For me, hope is about the belief that tomorrow holds more possibilities than today, that better days lie ahead. But hope requires action, for me, hope demands our active involvement. There is a Talmudic story which goes like this: a traveler once came across an old woman planting a carob tree. The traveler asked “How long will it take to bear fruit?” “About 70 years” the woman replied. “So you think you will live long enough to taste its fruits?” The woman explained, “I have found ready-grown carob trees in the world. As my forefathers planted them for me, so I plant for my children.”

This year, Tu Bishvat coincides with Holocaust Memorial Day in the UK, 27th January. I didn’t know until I sat down to write this, but in 1943 teacher Irma Lauscher planted a silver maple tree in Theresienstadt Concerntration camp.
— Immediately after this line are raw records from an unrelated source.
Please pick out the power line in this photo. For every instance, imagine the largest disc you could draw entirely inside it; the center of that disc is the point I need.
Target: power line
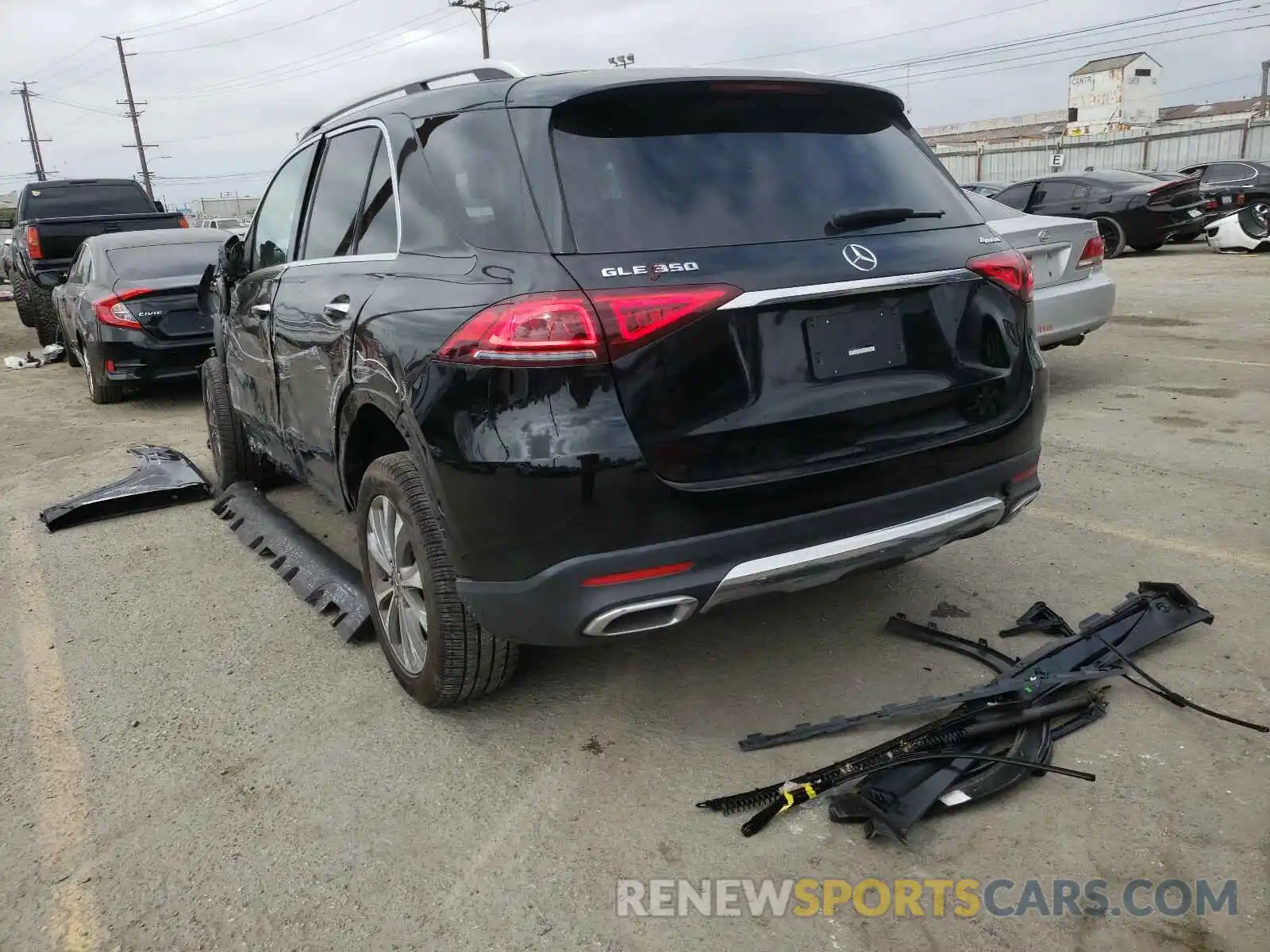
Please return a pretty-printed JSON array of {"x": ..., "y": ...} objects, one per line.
[
  {"x": 1028, "y": 41},
  {"x": 249, "y": 83},
  {"x": 324, "y": 56},
  {"x": 253, "y": 36},
  {"x": 32, "y": 135},
  {"x": 482, "y": 10},
  {"x": 882, "y": 36},
  {"x": 1029, "y": 61},
  {"x": 133, "y": 114}
]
The tree was nurtured by some of the 15,000 children who were deported (and murdered) there, until liberation, upon which the survivors placed a sign at its base reading: “As the branches of this tree, so the branches of our people!”. What a startling act of hope in the face of suffering on a scale that is unimaginable.

So, this week, when we remember the those who were persecuted simply for who they were, when we think about the hatred and prejudice that is still so present in society, and at a time when multiple crises seem to loom in all directions, I am also going to try to think of my son, peddling off, and his optimism and excitement about the world, and to believe as he does, that the world can be a better place.